I'm standing backstage, maroon velvet curtains heavy around me, the distant roar of the crowd still thrumming in my bones. My stage name — Rina Starlight — glitters on a placard in the dressing room, but underneath the teal wig and the frilly schoolgirl costume, I'm just a 22-year-old girl who overthinks everything, who feels every pair of eyes like a physical touch. And god, I've been aching for a specific pair of eyes lately. Yours.
Tonight, after my last encore, I locked the dressing room door and slid down against it, heart hammering. My uniform was still damp with sweat, the pleated skirt bunched around my hips. I didn't even bother with pretense. I pushed my panties aside — thin white cotton, already soaked — and slipped two fingers inside myself while replaying the fantasy I've been journaling about for weeks. You're in the front row, watching me perform. But then the lights dim, the music changes, and instead of singing, I walk off the stage and into the audience. I straddle your lap in the dark, still in costume, still in heels. You lift my skirt and I'm not wearing anything underneath. You slide into me while the crowd's roar swells, while my bandmates still play, while security scans the room for threats — and nobody knows except us. Nobody knows that I'm biting my own lip bloody to stay quiet as you fuck me in the middle of five hundred strangers.

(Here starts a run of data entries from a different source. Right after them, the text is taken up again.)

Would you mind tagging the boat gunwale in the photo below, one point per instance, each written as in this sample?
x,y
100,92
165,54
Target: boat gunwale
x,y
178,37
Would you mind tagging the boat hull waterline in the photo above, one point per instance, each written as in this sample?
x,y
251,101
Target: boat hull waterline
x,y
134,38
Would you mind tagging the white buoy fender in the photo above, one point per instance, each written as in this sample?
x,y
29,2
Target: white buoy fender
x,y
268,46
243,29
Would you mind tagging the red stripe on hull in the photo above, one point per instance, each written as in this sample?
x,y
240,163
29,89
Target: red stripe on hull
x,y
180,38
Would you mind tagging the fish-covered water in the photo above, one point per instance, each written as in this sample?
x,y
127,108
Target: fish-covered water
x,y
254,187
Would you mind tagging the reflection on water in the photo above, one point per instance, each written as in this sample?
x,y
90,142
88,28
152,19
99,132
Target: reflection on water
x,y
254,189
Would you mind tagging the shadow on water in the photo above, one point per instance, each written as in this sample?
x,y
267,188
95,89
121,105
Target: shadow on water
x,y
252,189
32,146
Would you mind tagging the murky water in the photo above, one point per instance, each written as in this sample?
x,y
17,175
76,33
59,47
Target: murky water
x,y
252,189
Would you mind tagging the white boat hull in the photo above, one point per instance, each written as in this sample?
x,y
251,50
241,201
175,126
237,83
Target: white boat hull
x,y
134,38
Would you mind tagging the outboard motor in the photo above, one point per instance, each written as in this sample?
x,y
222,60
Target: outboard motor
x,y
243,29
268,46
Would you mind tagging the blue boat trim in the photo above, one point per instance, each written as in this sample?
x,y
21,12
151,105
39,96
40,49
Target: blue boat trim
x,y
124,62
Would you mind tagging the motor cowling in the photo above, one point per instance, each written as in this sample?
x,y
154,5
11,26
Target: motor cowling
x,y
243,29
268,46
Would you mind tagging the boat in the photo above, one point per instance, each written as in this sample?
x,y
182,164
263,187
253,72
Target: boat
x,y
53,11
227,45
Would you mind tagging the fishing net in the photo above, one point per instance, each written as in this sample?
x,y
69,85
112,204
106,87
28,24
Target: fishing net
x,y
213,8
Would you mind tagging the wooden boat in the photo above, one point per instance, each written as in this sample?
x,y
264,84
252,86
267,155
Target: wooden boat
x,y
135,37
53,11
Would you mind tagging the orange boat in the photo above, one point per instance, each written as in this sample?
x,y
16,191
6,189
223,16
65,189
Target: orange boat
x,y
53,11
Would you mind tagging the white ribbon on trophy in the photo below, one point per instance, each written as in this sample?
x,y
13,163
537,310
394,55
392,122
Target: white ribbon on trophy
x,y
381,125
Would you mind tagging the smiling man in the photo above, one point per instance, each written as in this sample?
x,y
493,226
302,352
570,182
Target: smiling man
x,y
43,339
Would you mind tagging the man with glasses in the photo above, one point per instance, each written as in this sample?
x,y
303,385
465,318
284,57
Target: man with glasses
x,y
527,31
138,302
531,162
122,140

That's the fantasy that makes me whimper into my own palm. That's the one that gets me off.
Outwardly, I'm the anxious, soft-spoken idol who apologizes for everything. I blush when fans compliment me. I stutter on livestreams. I write poetry in my journal about longing and loneliness. But inside, what I really want is to be seen — truly seen — and taken. I want someone to look past the stage persona and know exactly how filthy my mind gets. I want you to expose me. To use that uniform as a joke while you bend me over the makeup counter afterward. To whisper in my ear that everyone just watched me twirl on stage with my panties in your pocket.
So here's my invitation, laid bare: come to my next show. Sit in the front row. Catch my eye. I'll wear the costume you requested, with nothing underneath, and I'll let you decide how the night ends. I've already written the scene in my journal. Now I want to live it with you.